On Sunday we caught part of the European Broadcasting Union's advent music jamboree, broadcast live on Radio 3. At one point we heard a couple of Christmas carols sung by an English cathedral choir. Afterwards the announcer gave full details of on carol, but the other was not explained. The carol in question was the arrangement of We wish you a merry Christmas from the Carols for Choirs book. This book has become so ubiquitous that perhaps the announcer did not think it necessary to explain. Certainly I recognised the arrangement immediately and could easily sing along, having performed it myself countless number of times.

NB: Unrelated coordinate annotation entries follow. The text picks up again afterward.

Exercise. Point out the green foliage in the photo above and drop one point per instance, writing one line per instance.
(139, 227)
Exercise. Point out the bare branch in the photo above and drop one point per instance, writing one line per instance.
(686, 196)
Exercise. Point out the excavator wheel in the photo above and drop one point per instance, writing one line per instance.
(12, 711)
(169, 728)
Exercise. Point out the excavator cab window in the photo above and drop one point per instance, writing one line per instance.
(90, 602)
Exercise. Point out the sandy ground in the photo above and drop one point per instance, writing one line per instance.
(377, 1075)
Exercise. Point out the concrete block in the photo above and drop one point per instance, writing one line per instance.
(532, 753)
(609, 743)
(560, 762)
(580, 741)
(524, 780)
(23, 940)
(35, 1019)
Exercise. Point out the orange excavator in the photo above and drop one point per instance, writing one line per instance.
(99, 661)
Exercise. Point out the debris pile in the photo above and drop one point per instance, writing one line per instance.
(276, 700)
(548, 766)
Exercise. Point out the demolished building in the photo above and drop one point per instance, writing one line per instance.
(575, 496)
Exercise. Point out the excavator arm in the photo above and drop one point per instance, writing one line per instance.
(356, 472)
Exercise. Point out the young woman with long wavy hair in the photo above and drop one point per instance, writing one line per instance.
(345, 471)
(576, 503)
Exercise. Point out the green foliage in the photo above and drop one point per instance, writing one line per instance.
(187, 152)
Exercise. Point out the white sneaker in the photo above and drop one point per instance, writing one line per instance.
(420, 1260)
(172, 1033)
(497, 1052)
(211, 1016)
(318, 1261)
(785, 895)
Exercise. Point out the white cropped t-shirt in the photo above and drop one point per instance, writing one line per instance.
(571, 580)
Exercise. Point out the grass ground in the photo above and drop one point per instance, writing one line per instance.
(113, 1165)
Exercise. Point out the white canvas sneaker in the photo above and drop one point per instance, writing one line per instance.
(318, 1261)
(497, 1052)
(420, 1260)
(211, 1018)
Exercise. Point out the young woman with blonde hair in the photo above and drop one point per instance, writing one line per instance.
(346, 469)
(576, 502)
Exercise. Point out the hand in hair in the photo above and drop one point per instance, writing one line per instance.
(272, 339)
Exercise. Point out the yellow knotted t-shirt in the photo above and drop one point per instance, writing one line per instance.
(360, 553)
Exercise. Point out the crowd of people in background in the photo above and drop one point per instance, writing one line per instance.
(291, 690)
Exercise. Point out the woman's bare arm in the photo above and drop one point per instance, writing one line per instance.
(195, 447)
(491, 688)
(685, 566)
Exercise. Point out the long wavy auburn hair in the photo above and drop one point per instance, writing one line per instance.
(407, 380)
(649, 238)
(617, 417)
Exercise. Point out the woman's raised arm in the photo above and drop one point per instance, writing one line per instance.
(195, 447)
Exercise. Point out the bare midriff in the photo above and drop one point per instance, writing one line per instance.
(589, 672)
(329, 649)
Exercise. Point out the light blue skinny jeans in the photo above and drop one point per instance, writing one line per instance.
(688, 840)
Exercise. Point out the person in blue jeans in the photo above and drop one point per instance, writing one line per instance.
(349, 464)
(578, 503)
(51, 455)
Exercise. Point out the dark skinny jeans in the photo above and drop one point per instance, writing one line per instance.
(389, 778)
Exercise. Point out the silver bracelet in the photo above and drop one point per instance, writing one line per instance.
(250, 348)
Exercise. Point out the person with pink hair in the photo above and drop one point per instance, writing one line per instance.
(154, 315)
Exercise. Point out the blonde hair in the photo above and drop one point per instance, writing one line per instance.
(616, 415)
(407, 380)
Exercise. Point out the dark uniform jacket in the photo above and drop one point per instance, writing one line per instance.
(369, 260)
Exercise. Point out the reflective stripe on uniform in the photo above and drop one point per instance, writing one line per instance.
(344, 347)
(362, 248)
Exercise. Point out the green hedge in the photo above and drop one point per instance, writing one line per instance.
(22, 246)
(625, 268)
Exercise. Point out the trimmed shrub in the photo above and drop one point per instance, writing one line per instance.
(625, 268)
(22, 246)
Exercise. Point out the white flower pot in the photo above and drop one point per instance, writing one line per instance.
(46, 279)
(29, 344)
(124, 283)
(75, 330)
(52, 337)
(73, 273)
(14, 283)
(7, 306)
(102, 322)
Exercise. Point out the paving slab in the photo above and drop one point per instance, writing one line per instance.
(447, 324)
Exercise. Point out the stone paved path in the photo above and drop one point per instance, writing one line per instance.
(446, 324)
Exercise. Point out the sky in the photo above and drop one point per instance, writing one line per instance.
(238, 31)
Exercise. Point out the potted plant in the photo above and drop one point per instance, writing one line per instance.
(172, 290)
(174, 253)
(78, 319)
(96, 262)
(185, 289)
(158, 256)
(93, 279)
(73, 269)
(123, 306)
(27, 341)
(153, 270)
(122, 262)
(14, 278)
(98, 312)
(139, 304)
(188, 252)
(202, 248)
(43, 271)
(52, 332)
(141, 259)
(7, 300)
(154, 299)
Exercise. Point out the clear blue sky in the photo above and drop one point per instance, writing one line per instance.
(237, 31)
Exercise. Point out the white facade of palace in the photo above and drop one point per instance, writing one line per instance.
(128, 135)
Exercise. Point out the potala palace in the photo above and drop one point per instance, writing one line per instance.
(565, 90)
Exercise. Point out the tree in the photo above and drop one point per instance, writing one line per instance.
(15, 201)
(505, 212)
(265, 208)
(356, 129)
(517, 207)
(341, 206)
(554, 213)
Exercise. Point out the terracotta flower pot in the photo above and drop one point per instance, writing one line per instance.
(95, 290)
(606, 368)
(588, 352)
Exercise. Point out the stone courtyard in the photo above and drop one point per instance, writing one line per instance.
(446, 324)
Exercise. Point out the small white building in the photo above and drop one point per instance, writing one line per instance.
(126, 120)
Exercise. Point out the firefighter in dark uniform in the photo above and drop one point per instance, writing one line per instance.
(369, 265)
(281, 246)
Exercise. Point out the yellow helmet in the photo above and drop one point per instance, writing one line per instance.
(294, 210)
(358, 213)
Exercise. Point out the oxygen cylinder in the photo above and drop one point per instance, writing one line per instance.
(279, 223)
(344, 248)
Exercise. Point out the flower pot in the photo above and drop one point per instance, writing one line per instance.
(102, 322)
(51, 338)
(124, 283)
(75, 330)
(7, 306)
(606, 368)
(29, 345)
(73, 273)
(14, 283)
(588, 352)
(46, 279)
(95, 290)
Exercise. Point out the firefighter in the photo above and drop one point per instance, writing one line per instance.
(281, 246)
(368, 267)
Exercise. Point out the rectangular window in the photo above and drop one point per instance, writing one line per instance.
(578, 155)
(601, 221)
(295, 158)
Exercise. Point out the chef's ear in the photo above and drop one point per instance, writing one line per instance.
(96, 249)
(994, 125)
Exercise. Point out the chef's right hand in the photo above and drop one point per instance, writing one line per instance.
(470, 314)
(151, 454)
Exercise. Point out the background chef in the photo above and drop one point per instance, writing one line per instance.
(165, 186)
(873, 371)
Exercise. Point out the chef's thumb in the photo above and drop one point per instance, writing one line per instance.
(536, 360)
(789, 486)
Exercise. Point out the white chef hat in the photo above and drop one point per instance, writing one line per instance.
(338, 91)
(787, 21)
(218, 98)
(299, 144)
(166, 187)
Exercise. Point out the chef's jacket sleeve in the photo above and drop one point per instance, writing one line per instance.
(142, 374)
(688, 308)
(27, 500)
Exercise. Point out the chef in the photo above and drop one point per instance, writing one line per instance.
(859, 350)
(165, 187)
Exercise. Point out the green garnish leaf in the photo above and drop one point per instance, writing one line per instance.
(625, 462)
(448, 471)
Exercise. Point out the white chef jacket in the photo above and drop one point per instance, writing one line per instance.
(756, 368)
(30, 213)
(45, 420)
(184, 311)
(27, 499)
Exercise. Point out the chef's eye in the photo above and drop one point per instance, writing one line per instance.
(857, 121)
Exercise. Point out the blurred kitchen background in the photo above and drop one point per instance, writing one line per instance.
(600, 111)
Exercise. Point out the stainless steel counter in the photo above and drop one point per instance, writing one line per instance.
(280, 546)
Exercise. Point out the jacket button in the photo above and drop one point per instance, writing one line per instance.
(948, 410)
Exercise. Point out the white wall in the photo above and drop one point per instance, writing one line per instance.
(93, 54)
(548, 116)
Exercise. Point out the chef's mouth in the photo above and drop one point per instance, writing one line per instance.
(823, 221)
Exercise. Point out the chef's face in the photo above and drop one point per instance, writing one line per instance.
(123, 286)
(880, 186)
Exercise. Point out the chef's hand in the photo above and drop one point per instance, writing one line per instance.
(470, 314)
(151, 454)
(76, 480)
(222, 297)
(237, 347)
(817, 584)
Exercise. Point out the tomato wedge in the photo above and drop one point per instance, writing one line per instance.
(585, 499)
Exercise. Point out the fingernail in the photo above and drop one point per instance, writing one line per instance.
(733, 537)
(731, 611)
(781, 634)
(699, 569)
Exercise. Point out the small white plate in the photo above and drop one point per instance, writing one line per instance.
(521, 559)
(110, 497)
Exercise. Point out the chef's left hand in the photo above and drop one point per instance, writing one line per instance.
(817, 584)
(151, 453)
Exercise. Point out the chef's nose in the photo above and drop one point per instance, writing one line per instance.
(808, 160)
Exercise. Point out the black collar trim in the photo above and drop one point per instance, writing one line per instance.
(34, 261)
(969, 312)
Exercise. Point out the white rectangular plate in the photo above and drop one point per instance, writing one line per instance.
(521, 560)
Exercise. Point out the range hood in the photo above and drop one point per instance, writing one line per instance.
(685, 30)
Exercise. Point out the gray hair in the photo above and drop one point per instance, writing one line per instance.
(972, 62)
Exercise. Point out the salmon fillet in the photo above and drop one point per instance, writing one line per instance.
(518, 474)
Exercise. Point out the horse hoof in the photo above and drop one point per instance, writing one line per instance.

With amateur choirs the use of the Carols for Choirs books is such that the arrangements of the popular carols from Books 1 and 2 are pretty well ingrained into folk memory. Proof of this came last night when we attended the annual Chelsea Green carols service. Whilst drinking mulled wine and eating food provided by the local shops, people sang carols accompanied by a choir from St. Luke's Church, Chelsea and a brass group. When it came to Hark the Herald Angels Sing and a couple of other carols, a group of young women launched quite unprompted into the Carols for Choirs descants for these carols. So natural do these feel that I am sure for many people, the carols without the Carols for Choirs descants feel rather odd.
So for a whole class of people, these versions of the carols are the dominant ones.